On September 18, 2017, Ohio’s Seventh District Court of Appeals granted a Motion to Certify a Conflict to the Ohio Supreme Court stemming from its decision in Blackstone v. Moore, 2017-Ohio-7751. The Seventh District recognizes that its decision directly conflicted with the Fifth District’s decision in Duvall vs. Hibbs regarding specific versus general references to mineral reservations contained in a given landowner’s chain of record title.
The Ohio Supreme Court’s decision on this issue will affect the extent to which property owners can use the Ohio Marketable Title Act (the “Act”) to claim minerals they did not previously own.
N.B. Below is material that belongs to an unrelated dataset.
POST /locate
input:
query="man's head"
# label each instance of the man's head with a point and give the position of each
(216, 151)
The Ohio Marketable Title Act was effective on September 29, 1961. The express purpose of the Act was to “facilitate land title transactions by improving marketability,” (James A. Carr II, A Practitioner’s Guide to the Ohio Marketable Title Act, 7 Appalachian Nat. Resources L. J. 25, 26 [2012-2013]). That is, the legislature sought to ease the burden on buyers and sellers of real property by creating a uniform standard of title marketability.
Chiefly, the Act sought to remove clouds that did not appear in the chain of record title for 40 years (with some exceptions). By quieting reservations that had not been made a part of the title record for 40 years, the legislature eased the concern that so-called “ancient” reservations could be resurrected without notice to a landowner who did not have the benefit of notice of such reservation.
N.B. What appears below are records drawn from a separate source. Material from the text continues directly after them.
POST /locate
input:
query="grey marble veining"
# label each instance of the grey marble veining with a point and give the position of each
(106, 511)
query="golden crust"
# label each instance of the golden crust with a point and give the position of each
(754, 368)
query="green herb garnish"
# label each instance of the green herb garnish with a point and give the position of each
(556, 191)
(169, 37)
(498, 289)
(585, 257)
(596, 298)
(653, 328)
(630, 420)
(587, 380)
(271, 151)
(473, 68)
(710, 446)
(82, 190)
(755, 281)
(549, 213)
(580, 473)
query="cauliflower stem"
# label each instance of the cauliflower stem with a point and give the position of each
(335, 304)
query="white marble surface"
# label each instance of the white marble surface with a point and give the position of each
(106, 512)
A number of exceptions to the Act allow for a reserved interest in a property to survive a Marketable Title Act challenge. One such exception is the case where instruments in the chain of title, subsequent to the reserving instrument, repeat or make reference to the reservation. However, “a general reference in such muniments, or any of them, to easements, use restrictions, or other interests created prior to the root of title shall not be sufficient to preserve them, unless specific identification be made therein of a recorded title transaction which creates such,” (R.C. § 5301.49).
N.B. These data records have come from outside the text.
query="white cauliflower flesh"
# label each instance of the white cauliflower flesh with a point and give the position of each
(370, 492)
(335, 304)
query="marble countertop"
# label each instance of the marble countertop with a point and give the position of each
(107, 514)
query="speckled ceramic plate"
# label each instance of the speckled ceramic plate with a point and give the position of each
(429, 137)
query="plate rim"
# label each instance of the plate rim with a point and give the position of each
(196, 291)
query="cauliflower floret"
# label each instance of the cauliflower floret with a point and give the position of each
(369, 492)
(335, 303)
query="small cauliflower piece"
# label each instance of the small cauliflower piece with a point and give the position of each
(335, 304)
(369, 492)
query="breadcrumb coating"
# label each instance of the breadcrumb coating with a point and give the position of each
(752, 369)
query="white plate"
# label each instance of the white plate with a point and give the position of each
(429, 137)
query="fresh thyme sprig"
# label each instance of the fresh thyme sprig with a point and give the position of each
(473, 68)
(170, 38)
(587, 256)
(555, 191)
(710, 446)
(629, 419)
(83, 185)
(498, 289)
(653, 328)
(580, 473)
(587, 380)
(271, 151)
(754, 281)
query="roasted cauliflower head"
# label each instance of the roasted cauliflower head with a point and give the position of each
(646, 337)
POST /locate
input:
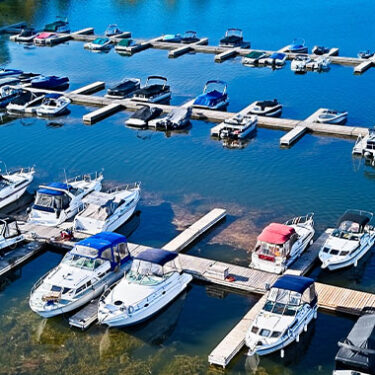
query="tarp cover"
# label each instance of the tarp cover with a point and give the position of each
(357, 350)
(276, 233)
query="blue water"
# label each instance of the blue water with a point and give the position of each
(184, 175)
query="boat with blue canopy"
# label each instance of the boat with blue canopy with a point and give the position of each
(83, 274)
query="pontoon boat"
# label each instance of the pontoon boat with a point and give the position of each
(349, 242)
(83, 274)
(57, 202)
(107, 211)
(152, 282)
(291, 305)
(279, 245)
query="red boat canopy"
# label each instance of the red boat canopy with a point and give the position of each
(276, 234)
Now, the Fifth and Seventh Districts conflict in their analyses of a “general” versus a “specific” reference to a reservation. In 1983, the Fifth District held, in Duvall v. Hibbs, 5th Dist. No. CA-709, 1983 WL 6483, that in order for a reservation to be sufficiently specific as to withstand a Marketable Title Act challenge, the reference must be so specific that a title researcher can locate the document creating the interest without needing to search the indexes. Presumably, every reference to a prior reservation needed to include the book and page reference to the instrument creating the reserved interest.
On June 29, 2017, the Seventh District released its opinion in Blackstone v. Moore, 7th Dist. No. 14 MO 0001, 2017-Ohio-5704, wherein the court specifically rejected the strict Duvall test in favor a four-factor analysis. Those factors are:
- The type of mineral right created,
- The nature of the encumbrance (an estate, profit, lease, or easement),
- The original owner of the interest, and
- Whether it referenced the instrument creating the interest.
The court noted that the Fifth District is the only Appeals District to follow a strict test such as Duvall and that such a rule “holds drafters to a much higher standard than does the plain language of the statute.” The four-factor test allows a court to consider each reservation with its individual attendant facts and circumstances.
In the year since the Ohio Supreme Court’s decision in Corban v. Chesapeake struck down the concept of automatic divestiture of property interests pursuant to the 1989 Ohio Dormant Mineral Act, landowners and their lawyers have sought new means of cancelling property interests encumbering title to mineral interests.
Although the Dormant Mineral Act was meant to supplement the Act and was enacted for the express purpose of clearing up issues like the one present in Blackstone, the 2006 DMA presents a high bar and likely results in much lower rates of mineral abandonment. As a result, practitioners are reexamining the potential to use the Act to reunite surface and mineral interests. Note that the Duvall test, relied upon by the Fifth District, was authored six years before the Dormant Mineral Act was enacted and almost ten years before it became effective.
The Supreme Court has to establish a briefing schedule, but a ruling on the matter is expected by the summer of 2018. The decision is expected to confirm how to interpret and apply the Act alongside Ohio’s Dormant Mineral Act.